Estamos mal y aparecen síntomas de que podríamos estar peor. En el quebradizo terreno de la paz social ocupar fincas y asaltar supermercados son malos síntomas. Gordillo es un dirigente experimentado con notable respaldo electoral en su pueblo. Sabe de qué habla y lo hace con crudeza y rotundidad. No es fácil rebatirle porque argumenta desde fuera del sistema cuestionando sus raíces. Es evidente lo que dice. El sistema se mantendrá mientras garantice unas mínimas condiciones, no ya de bienestar, sino de supervivencia a todos los ciudadanos. Con sus desigualdades, desequilibrios y disfunciones el capitalismo está sólidamente establecido y no es combatido en la práctica ni por la sociedad ni por ningún partido parlamentario, ni de derechas ni de izquierdas. No hay alternativa porque los modelos aplicados desde los dos extremos fueron, decididamente, mucho peores. Ahora bien, si el sistema no funciona y lanza a la gente a la desesperación carecerá de argumentos para defenderse de sus críticos. Lo que el sistema define y castiga como robo en sus leyes penales, no es sino legítima lucha por la supervivencia para aquellos a quienes desampara, estado de necesidad. Es ridículo atacar a Gordillo con argumentos personales, jurídicos o ideológicos. Tiene votos, ideas y astucia política así que mejor harían los responsables del tinglado en tomar nota de estos síntomas antes de que cunda el ejemplo.

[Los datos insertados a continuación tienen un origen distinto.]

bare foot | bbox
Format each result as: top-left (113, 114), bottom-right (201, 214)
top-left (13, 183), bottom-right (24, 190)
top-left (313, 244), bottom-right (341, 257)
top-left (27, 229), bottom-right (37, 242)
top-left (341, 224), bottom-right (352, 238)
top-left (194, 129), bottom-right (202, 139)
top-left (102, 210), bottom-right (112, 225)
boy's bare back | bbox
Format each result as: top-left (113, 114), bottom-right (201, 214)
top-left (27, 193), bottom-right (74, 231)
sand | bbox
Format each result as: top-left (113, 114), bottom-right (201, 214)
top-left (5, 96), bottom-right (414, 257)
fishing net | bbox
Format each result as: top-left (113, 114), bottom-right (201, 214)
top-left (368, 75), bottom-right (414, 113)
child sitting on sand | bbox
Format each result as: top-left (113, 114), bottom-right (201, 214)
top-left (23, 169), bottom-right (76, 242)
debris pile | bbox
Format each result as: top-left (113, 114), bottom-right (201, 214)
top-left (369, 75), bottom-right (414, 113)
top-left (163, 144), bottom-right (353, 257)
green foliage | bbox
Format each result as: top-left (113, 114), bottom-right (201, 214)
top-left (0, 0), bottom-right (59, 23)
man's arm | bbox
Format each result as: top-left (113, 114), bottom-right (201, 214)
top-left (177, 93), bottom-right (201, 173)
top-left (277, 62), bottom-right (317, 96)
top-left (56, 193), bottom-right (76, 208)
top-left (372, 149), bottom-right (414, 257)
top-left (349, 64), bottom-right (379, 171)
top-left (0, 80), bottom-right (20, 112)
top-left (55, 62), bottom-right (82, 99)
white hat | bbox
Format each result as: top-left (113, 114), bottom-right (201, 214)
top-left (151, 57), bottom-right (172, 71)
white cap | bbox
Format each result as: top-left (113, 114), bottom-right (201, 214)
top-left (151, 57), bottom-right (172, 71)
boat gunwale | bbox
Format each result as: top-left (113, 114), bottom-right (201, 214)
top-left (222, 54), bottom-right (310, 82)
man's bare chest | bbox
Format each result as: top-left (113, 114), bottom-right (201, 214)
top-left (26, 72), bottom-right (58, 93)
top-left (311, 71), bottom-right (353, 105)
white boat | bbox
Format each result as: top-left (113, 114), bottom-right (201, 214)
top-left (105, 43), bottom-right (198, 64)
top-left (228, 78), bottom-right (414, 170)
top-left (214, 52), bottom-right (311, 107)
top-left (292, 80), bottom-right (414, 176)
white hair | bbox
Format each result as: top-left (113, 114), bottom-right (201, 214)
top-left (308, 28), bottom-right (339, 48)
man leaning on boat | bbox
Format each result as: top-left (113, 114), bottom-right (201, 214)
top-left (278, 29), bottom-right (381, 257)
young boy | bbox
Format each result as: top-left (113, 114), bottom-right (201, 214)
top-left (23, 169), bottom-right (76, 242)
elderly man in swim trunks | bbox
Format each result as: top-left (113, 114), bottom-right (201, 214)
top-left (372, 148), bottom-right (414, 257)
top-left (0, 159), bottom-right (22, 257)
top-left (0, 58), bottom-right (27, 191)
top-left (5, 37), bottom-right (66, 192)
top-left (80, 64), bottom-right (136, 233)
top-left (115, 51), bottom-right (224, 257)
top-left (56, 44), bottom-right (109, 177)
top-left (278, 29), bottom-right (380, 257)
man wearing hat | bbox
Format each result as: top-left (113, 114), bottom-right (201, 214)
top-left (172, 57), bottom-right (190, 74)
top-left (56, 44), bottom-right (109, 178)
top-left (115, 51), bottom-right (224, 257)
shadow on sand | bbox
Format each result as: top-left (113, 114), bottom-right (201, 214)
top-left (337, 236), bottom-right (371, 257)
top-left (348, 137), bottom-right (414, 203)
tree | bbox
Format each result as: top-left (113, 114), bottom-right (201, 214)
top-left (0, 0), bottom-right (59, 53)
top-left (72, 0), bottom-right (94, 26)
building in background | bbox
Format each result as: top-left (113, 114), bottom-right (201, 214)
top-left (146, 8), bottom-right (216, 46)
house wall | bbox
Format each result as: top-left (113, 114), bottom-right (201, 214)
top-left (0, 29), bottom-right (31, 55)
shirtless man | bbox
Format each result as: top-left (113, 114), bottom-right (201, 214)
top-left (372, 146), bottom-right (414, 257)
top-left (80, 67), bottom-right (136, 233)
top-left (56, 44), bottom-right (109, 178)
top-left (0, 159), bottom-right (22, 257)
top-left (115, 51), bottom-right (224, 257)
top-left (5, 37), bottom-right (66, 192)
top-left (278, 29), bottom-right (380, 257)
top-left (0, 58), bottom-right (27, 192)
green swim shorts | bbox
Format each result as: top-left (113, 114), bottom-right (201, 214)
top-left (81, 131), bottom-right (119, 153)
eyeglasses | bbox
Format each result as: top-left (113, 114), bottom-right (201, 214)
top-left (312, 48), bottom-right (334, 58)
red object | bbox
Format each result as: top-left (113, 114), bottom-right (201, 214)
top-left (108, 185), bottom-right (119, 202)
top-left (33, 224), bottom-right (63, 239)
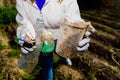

También hay síntomas de que nuestro modelo territorial no marcha bien. Hace ya más de diez años que, inútilmente, voces autorizadas advirtieron de sus excesos y propusieron remedios. Siendo la reforma constitucional, sencillamente, impracticable, solo la crisis pinchará la burbuja autonómica y forzará, ya lo está haciendo, los ajustes del autogobierno. Los hay llenos de buen sentido, Feijóo ha hecho algunos, pero otros como la reducción a la brava de parlamentarios autonómicos es un mal síntoma. Si hubo diputados en el Congreso que durante varias legislaturas se desentendieron por completo de sus tareas en la cámara porque dedicaban todo su tiempo a responsabilidades municipales, la mayoría de los parlamentarios trabajan seriamente en las comisiones según su especialidad y en los plenos según su responsabilidad, y se relacionan activamente con sus electores. Se apela a la demagógica y no verificada cifra de los 430.000 políticos para justificar las reducciones drásticas de escaños en las 17 cámaras autonómicas que no suman más de 1200. Saber cuántos políticos tenía, por ejemplo, el ayuntamiento socialista coruñés allá por los ochenta y noventa nos daría alguna pista de cómo llegar a la enorme cifra. Reducir el número de parlamentarios sólo por ahorrar puede terminar con la desaparición de las asambleas autonómicas y hasta de las propias comunidades, como parecen perseguir Esperanza Aguirre y algún otro. Para no confundirlos Feijóo y Puy deberían explicar si la eficiencia de la cámara gallega se verá o no afectada por la reducción. Esa y no los cálculos electorales es la verdadera e importante cuestión que nos tiene que preocupar y que nos deben aclarar.